Being a Non-Driver in a Car-Dependent World

A third or more of Americans cannot drive due to their age, ability, or other factors. How can their travel needs inform our transportation systems?

2 minute read

May 23, 2024, 6:00 AM PDT

By Diana Ionescu @aworkoffiction


Close-up of person with vision impairment wearing jeans and white sneakers crossing yellow and white striped crosswalk with cane.

Михаил Решетников / Adobe Stock

In an episode of The Brake podcast, Streetsblog staff interviews Anna Zivarts, author of When Driving is Not an Option: Steering Away From Car Dependency. Zivarts’ book outlines how paying attention to the needs of people who can’t or don’t drive — a population she says is likely undercounted in the United States — we can make transportation systems better for everyone.

I started really trying to figure out: how many other people are there out there who can't drive? How many people with disabilities? How many people who can't afford cars? If we talk about young folks, or folks who have their licenses suspended, and folks who are undocumented, and folks who are aging out of driving — how many of us are there?

Zivarts focuses on people who are non-drivers by necessity, meaning that they often may not have the ability, energy, or skills to use bikes or other ‘active’ transportation. “I think there's so much emphasis on efficiency in many of our systems; the piece that’s often overlooked [is] thinking about things from more of a disability perspective, and focusing instead in prioritizing inclusion [and] access.”

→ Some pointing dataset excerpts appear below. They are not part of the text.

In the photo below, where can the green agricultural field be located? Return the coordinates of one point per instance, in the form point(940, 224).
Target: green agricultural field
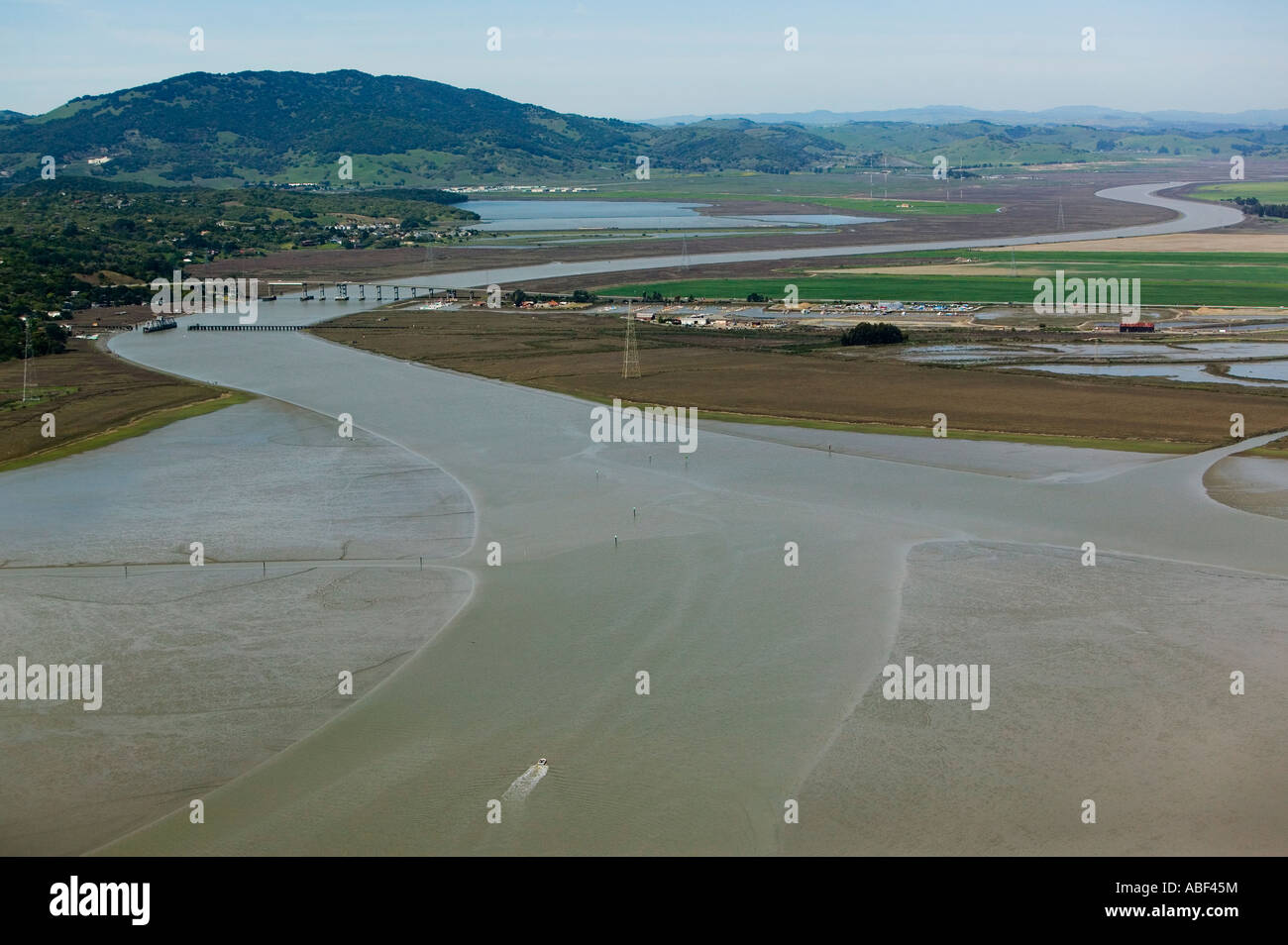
point(1249, 278)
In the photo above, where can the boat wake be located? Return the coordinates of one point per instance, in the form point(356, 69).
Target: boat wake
point(523, 786)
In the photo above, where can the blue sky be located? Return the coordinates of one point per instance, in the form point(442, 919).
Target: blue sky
point(656, 58)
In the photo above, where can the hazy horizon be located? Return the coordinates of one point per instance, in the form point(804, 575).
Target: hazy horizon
point(636, 64)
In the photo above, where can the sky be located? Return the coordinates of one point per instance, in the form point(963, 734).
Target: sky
point(640, 59)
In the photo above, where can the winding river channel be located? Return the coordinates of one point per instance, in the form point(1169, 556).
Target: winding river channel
point(574, 567)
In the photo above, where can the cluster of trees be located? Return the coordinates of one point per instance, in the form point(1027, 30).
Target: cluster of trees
point(52, 232)
point(580, 296)
point(207, 127)
point(47, 338)
point(874, 334)
point(1250, 205)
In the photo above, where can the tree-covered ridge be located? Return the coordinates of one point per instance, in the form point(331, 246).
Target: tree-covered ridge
point(60, 237)
point(286, 127)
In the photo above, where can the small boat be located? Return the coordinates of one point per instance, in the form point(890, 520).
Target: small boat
point(159, 325)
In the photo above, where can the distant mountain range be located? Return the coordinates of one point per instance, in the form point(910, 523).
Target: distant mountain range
point(291, 128)
point(294, 127)
point(1064, 115)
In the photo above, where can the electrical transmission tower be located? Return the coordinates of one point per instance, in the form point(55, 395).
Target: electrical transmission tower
point(631, 355)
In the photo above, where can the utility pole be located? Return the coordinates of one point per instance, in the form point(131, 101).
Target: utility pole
point(26, 355)
point(631, 355)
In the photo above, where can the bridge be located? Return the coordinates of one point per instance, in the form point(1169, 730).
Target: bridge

The book also urges the reader to assess the broader costs of car dependency. “At the end of the day, when we think about how much vehicles cost, the environmental costs, the climate costs, the public health costs of your air and noise pollution, the public health costs of crashes —  these are all significant. Perhaps we'd all be better off if we start to think about transitioning away from car dependency?”